What is Decline Push Up?

The Decline Push Up is a medium-level bodyweight push exercise where your feet are elevated to place extra load on the upper chest, shoulders and triceps. It also engages the core and glutes for stability and requires strict hip alignment to avoid sagging or lower-back arching.


How to Do Decline Push Up

  1. Set up feet: Place your feet on a bench and hands shoulder-width under shoulders; assume a straight line from shoulders to heels with tailbone tucked and glutes braced.
  2. Brace core and glutes: Exhale while bracing your core and squeezing glutes to maintain neutral spine; this prevents hips from sagging or the lower back from arching.
  3. Begin descent: Bend elbows at a 45-degree angle and slowly lower your chest toward the floor with control until your forehead or chest lightly touches the ground.
  4. Drive up: Press through your palms, extend elbows to return to start while exhaling, keeping hips level, shoulders stable, and core engaged throughout the push.
  5. Maintain tempo: Use a controlled 2–3 second descent and a 1-second press; stop or reduce elevation if form breaks to avoid injury and reinforce correct mechanics.

Muscle Groups

Triceps, Chest, Shoulders, Glutes


Description

Start on your hands and knees facing away from a bench. Extend your legs and get your feet onto the elevated surface and assume the push up position. Hands directly under the shoulders, posterior pelvic tilt (tuck your tailbone), squeeze your gluten and brace your core.

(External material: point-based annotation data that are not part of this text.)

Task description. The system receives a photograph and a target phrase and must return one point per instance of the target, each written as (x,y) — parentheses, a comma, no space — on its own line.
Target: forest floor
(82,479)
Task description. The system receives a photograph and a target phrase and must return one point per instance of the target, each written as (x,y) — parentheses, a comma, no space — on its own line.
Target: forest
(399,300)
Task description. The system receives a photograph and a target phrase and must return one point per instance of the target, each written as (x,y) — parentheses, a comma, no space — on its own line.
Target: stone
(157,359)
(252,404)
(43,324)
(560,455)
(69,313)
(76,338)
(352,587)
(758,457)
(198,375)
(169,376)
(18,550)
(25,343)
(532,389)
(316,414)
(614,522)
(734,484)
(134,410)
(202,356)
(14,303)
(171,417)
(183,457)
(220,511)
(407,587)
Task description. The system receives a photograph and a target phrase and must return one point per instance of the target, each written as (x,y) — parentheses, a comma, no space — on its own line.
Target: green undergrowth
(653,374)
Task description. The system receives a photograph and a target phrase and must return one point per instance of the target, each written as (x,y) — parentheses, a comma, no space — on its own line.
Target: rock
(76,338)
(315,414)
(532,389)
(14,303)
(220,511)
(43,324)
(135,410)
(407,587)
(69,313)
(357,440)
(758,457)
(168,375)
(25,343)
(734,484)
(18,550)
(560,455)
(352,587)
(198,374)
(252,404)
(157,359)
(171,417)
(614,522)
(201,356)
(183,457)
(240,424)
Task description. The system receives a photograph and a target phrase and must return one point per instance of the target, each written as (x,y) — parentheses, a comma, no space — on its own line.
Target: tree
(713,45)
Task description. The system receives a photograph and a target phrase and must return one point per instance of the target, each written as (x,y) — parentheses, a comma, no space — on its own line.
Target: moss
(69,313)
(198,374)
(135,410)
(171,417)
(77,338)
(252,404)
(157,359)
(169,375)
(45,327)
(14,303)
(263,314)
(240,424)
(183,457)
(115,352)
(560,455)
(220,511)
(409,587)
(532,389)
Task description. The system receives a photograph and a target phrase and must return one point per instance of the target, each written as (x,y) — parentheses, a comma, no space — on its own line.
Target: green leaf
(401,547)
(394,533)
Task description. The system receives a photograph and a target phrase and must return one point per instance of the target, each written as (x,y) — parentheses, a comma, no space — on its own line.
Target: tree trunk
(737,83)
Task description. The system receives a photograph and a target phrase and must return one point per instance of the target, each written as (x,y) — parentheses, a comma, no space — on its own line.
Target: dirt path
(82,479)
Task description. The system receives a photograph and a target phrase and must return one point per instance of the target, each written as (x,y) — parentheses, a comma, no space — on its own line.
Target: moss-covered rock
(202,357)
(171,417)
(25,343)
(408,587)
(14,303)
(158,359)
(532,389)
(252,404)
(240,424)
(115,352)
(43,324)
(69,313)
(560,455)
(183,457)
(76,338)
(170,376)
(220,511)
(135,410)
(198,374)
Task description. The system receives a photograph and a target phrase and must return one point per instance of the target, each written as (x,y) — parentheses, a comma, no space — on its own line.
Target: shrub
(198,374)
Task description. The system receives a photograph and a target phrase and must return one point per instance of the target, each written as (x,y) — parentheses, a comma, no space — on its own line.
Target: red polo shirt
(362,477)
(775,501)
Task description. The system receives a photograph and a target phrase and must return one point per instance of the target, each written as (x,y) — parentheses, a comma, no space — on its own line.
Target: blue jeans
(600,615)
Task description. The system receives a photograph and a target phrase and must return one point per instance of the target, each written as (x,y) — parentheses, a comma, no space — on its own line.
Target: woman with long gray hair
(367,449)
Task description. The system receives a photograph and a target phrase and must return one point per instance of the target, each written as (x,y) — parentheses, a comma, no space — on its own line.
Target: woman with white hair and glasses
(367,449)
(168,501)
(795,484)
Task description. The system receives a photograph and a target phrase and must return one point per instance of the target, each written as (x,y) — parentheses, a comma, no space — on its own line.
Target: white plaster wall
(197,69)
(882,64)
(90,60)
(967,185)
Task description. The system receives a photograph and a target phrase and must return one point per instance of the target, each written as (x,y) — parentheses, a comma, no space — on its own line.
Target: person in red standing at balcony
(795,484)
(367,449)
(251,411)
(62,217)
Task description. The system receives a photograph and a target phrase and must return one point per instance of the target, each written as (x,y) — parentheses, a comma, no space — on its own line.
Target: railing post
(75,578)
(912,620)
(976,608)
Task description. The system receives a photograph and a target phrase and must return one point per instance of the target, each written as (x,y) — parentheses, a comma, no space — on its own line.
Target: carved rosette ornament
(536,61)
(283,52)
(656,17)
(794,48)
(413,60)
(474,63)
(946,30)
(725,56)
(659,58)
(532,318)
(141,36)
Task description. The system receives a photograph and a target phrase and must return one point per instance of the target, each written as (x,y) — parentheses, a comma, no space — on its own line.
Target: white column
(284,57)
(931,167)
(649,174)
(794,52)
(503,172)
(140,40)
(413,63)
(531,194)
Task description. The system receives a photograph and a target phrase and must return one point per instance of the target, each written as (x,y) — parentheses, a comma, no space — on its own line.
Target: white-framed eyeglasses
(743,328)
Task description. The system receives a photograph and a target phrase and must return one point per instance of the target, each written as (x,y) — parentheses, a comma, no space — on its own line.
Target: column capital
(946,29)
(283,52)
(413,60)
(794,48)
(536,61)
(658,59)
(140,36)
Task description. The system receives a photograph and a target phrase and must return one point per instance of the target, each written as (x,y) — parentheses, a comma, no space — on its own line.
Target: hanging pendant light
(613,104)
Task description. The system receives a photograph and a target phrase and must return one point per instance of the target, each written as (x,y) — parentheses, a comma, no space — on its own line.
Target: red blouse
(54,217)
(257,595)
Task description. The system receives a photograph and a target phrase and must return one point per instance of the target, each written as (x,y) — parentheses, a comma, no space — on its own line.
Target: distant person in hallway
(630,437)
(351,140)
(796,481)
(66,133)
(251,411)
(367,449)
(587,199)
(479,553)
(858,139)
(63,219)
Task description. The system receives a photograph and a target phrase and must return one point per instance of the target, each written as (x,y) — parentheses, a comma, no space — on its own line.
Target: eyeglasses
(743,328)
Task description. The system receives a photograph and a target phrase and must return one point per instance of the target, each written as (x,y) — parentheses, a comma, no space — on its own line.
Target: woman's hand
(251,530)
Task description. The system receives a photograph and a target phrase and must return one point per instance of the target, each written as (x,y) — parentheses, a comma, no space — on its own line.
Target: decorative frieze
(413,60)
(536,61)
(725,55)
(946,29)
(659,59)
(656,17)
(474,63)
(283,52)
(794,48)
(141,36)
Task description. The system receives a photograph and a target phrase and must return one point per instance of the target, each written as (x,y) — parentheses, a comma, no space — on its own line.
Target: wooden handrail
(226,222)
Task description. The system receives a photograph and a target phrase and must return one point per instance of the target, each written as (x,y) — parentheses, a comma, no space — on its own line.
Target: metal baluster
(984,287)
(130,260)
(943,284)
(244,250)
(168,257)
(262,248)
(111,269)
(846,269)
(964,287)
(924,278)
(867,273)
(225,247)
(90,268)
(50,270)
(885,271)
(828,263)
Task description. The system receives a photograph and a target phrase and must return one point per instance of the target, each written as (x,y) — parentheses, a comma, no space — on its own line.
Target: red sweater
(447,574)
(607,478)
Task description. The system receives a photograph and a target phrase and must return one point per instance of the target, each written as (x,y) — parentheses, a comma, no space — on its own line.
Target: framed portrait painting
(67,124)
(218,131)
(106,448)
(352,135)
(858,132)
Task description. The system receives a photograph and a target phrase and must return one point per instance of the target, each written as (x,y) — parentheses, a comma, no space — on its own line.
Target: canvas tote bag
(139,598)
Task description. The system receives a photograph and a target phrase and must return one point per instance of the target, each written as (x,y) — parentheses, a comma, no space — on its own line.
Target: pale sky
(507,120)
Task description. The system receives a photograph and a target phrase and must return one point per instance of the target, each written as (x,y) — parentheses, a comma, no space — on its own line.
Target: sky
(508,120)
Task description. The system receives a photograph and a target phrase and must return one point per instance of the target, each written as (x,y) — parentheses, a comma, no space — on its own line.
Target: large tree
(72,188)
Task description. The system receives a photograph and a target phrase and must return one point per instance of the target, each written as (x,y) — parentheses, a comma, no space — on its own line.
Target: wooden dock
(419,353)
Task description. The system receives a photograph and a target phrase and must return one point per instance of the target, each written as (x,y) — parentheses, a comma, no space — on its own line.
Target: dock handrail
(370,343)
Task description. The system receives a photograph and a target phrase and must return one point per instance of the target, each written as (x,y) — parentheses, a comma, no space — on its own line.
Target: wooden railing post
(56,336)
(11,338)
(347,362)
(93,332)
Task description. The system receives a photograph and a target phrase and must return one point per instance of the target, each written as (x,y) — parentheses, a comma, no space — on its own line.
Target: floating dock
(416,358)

Bend your elbow and begin descending, keeping tension and maintaining a straight line from your shoulders to heels. Allow your forehead to touch the floor, then drive through your hands and exhale as your push up.
Repeat for receptions.

Don’t allow your hips to sag or back to arch at any point, keep the gluten and core engaged.

Movement Group

Push


Required Equipment

Bench


Frequently Asked Questions

What are the benefits of decline push ups?

Decline push ups increase load on the upper chest, shoulders and triceps while improving pressing strength and core stability. They recruit glutes for hip stability and build upper-body endurance and muscle without machines.

What are common mistakes with decline push ups?

Common errors include hips sagging, back arching, flaring elbows, hands too far forward, and rushing the rep. Fixes: brace core and glutes, tuck the tailbone, keep elbows ~45 degrees, and use a controlled tempo or lower elevation.

How can I progress or modify decline push ups?

Progress by raising foot elevation, adding a weighted vest, pausing at the bottom, or moving to single-arm/archer variations. Modify by lowering elevation, switching to standard/incline push-ups, or performing knee push-ups until strength improves.